Semiconductor Equipment

Intel launches US military and aerospace foundry program

25 October 2022
Intel Foundry Services is creating an accelerator program to boost aerospace, military and government semiconductor manufacturing using domestic U.S. companies. Source: Intel

As part of Intel Corp.’s expansion to its foundry platform, the company has launched a design ecosystem accelerator program focused on building chips for the U.S. military, aerospace and government sectors.

The move comes as the U.S. is clamping down on domestic technology being shipped overseas, specifically to China. The ban on shipping advanced technologies to China has extended to certain materials and processes used in aerospace and military applications as well as semiconductor equipment used in advanced processing nodes.

This ban has caused numerous executives to be stuck in limbo as new restrictions have been placed on Americans working for Chinese companies as well as companies who have fabs in China not being able to get the proper equipment for advanced processing nodes. However, Samsung, SK Hynix and TSMC have received a one-year exemption from the U.S. Department of Commerce.
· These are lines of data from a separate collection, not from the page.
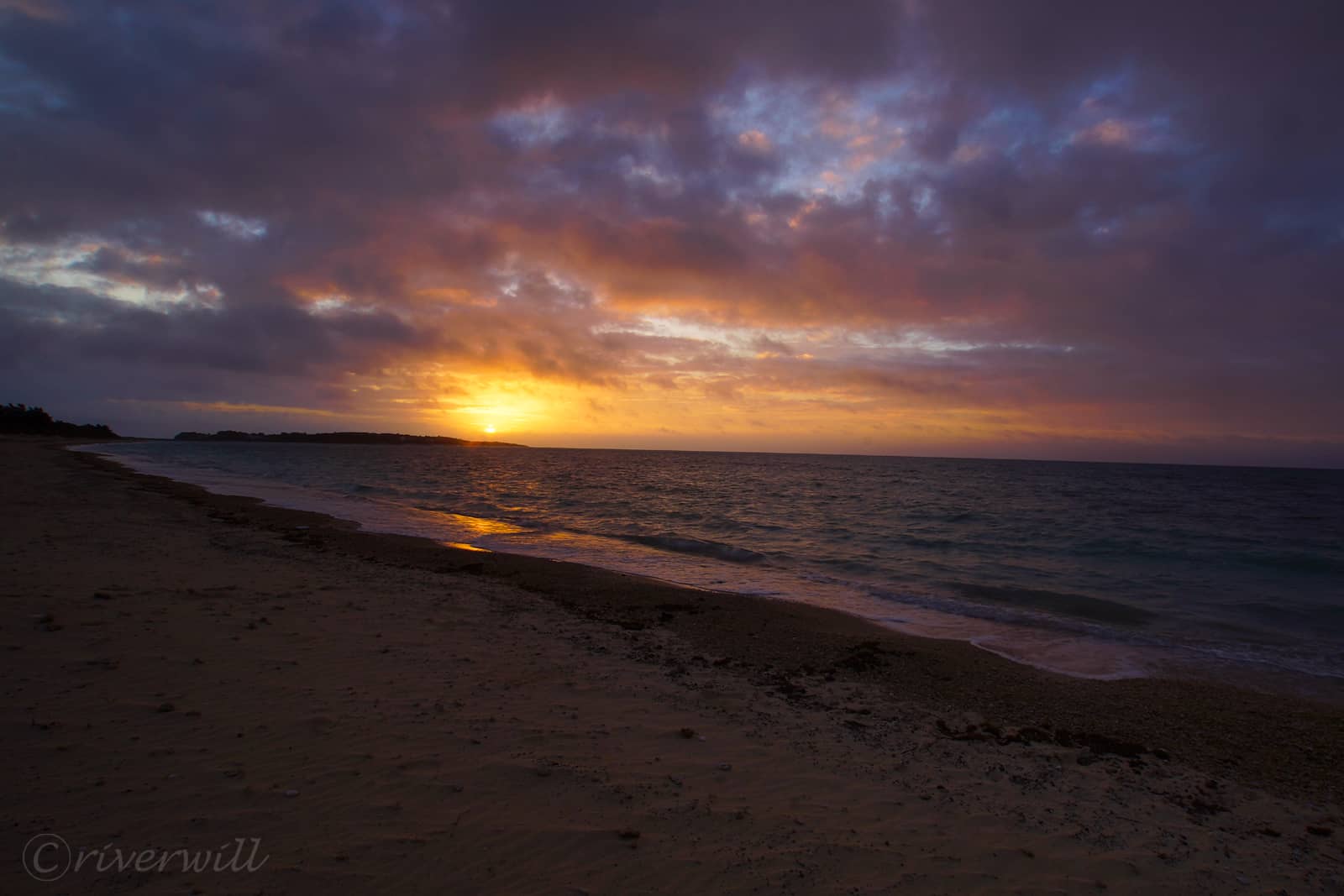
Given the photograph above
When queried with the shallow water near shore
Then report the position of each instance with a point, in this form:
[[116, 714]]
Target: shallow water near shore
[[1095, 570]]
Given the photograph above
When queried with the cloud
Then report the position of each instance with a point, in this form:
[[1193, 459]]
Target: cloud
[[1124, 219]]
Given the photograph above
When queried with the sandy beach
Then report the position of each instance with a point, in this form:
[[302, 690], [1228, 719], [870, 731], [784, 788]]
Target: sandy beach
[[378, 714]]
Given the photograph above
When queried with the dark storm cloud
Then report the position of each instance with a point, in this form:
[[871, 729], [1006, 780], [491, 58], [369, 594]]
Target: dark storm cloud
[[1133, 206]]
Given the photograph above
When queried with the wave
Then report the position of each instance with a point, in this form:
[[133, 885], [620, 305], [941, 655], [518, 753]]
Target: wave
[[1058, 602], [699, 547]]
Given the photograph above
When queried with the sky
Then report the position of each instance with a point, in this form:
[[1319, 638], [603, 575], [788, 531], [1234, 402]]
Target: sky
[[1079, 230]]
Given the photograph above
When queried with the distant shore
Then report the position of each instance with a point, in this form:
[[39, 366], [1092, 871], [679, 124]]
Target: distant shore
[[366, 671]]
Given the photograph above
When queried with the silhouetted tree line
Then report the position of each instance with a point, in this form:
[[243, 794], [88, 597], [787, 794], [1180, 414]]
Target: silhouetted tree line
[[34, 421]]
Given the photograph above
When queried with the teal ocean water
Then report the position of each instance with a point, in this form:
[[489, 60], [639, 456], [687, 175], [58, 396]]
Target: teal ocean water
[[1099, 570]]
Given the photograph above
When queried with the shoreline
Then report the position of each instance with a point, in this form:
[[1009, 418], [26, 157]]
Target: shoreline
[[1075, 647], [381, 711], [1169, 714]]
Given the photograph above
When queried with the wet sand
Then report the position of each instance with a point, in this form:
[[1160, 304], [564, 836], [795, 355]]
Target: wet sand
[[383, 714]]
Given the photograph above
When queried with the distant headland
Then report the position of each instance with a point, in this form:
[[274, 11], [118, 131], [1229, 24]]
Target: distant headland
[[20, 419], [336, 438]]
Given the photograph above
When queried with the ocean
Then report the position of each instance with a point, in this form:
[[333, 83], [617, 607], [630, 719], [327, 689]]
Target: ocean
[[1095, 570]]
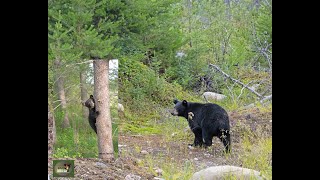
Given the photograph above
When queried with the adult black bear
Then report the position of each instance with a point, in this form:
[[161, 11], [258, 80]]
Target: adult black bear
[[205, 121], [90, 104]]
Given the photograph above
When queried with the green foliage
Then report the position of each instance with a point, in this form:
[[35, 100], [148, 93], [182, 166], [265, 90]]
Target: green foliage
[[79, 140], [257, 155]]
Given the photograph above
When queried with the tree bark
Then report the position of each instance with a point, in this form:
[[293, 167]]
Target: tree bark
[[102, 104], [83, 92], [51, 132], [62, 96]]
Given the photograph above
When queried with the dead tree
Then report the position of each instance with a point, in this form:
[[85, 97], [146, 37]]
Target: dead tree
[[102, 104]]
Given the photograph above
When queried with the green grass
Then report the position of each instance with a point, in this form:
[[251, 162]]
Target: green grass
[[171, 170], [79, 140], [257, 155]]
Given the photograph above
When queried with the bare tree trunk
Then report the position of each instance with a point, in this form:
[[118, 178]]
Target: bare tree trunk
[[51, 132], [62, 96], [189, 4], [84, 93], [228, 9], [102, 104]]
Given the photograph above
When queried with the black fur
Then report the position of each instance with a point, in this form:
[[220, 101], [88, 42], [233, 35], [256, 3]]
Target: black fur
[[93, 114], [205, 121]]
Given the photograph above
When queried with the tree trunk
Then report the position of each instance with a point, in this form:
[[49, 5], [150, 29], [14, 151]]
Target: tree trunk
[[84, 93], [228, 9], [102, 104], [189, 6], [62, 96], [51, 132]]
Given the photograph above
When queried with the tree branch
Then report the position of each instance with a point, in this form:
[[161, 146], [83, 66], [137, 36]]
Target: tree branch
[[89, 61], [236, 81]]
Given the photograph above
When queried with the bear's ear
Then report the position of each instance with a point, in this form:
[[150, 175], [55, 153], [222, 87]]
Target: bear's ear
[[184, 102]]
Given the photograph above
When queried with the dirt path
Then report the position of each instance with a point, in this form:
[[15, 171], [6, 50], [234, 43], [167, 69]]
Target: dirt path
[[141, 156]]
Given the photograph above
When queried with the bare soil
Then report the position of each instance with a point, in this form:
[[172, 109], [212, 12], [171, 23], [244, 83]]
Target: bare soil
[[133, 149]]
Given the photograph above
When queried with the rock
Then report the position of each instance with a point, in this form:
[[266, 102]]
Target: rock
[[99, 164], [159, 171], [144, 152], [158, 178], [132, 177], [120, 145], [221, 172]]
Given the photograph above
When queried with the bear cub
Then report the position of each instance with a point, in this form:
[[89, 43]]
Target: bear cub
[[205, 121], [93, 114]]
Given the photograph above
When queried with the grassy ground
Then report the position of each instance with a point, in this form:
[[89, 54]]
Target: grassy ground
[[165, 139]]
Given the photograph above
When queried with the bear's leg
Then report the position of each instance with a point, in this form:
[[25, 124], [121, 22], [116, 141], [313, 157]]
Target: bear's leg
[[197, 137], [224, 136], [207, 138]]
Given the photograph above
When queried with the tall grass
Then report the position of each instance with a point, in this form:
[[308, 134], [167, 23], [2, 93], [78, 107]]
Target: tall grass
[[79, 140]]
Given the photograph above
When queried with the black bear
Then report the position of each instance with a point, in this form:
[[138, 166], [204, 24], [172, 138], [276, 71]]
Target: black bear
[[205, 121], [93, 114]]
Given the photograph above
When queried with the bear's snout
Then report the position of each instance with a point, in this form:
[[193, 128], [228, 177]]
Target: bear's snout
[[174, 112]]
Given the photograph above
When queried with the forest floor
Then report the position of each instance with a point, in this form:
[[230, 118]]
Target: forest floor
[[156, 157]]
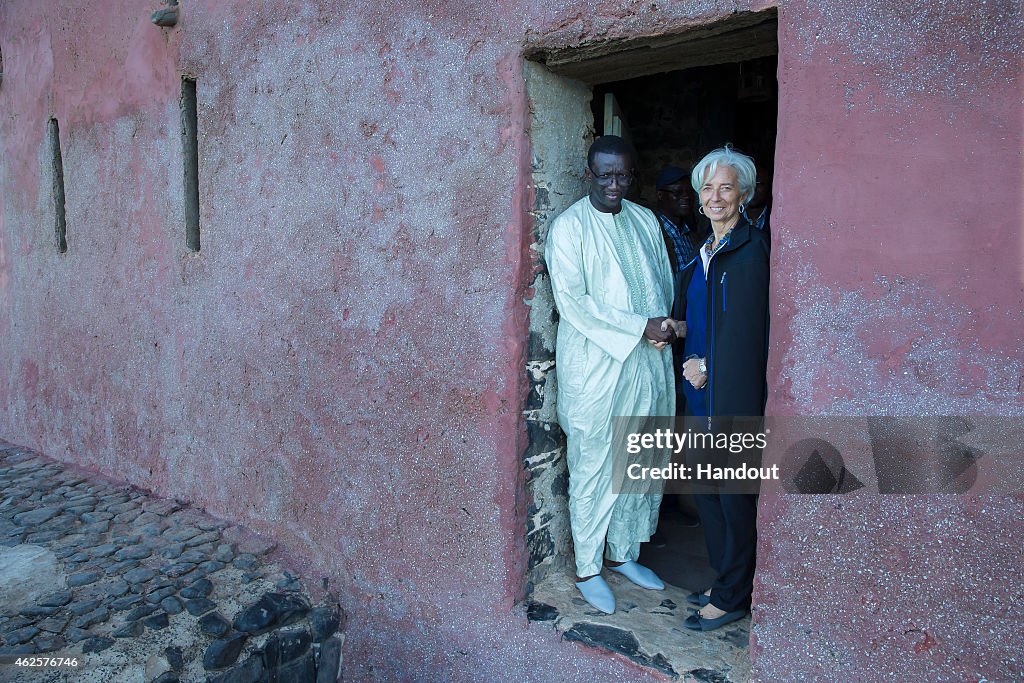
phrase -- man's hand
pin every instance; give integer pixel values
(657, 333)
(691, 371)
(678, 327)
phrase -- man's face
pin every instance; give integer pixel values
(674, 201)
(609, 176)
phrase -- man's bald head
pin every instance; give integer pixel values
(611, 144)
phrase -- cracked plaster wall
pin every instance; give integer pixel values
(342, 367)
(561, 129)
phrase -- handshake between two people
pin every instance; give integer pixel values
(663, 331)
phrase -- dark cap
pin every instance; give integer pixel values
(669, 175)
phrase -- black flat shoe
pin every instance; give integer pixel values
(698, 599)
(698, 623)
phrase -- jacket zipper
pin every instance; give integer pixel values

The goal of Intel Foundry Services’ (IFS') USMAG Alliance (United States Military, Aerospace and Government) is to bring together a design ecosystem with U.S.-based manufacturing to enable assured chip design and production on advanced process technologies for national security applications.

"Semiconductors enable technologies critical to U.S. national security and economic and global competitiveness,” said Randhir Thakur, president of IFS. “Intel is committed to restoring end-to-end U.S. chipmaking leadership through major investments in both R&D and scale manufacturing here in the United States. As the only U.S.-based foundry with leading-edge process capabilities, IFS is uniquely positioned to lead this effort and galvanize the ecosystem to build a more resilient and secure supply chain for U.S. military, aerospace and government customers."

The initial members of the USMAG Alliance include Cadence, Synopsys, Siemens EDA, Intrinsix and Trusted Semiconductor Solutions.

Why it matters

Since the COVID-19 pandemic caused flaws to emerge in the semiconductor supply chain, the U.S. government has pushed the foundation that chips are a matter of national security and are to be protected. This was the whole basis of the CHIPS and Science Act — that will push $52 billion in funding for semiconductor manufacturing in the U.S. — that was signed back in August.

Intel said semiconductors are the bedrock of these systems and networks but also the main component in nearly all MAG applications. Additionally, semiconductors used in aerospace and military need to be radiation hardened by design, deliver wide ambient temperate tolerance and more.

Securing these chips from a domestic source is something that Intel and the U.S. government have been striving for since the supply disruptions began because of COVID. It has only been exacerbated by the semiconductor arms race that is aimed at keeping China behind the technological curve.

How it will work

The alliance will optimize EDA members’ tools to deliver secure design methodologies and flows. IFS will also work with IP-provider members for design IP blocks that will serve USMAG specifications for quality and reliability.

Design services will also be provided to USMAG design projects using reference flows and methodologies as well as provide an assured and scalable path for customers to deploy designs for MAG applications.

The USMAG Alliance will piggyback on the U.S. Department of Defense Rapid Assured Microelectronics Prototypes – Commercial (RAMP-C) program. This program is designed to boost U.S.-based commercial semiconductor foundry ecosystems for integrated circuits and commercial products that are for use in U.S. Department of Defense systems.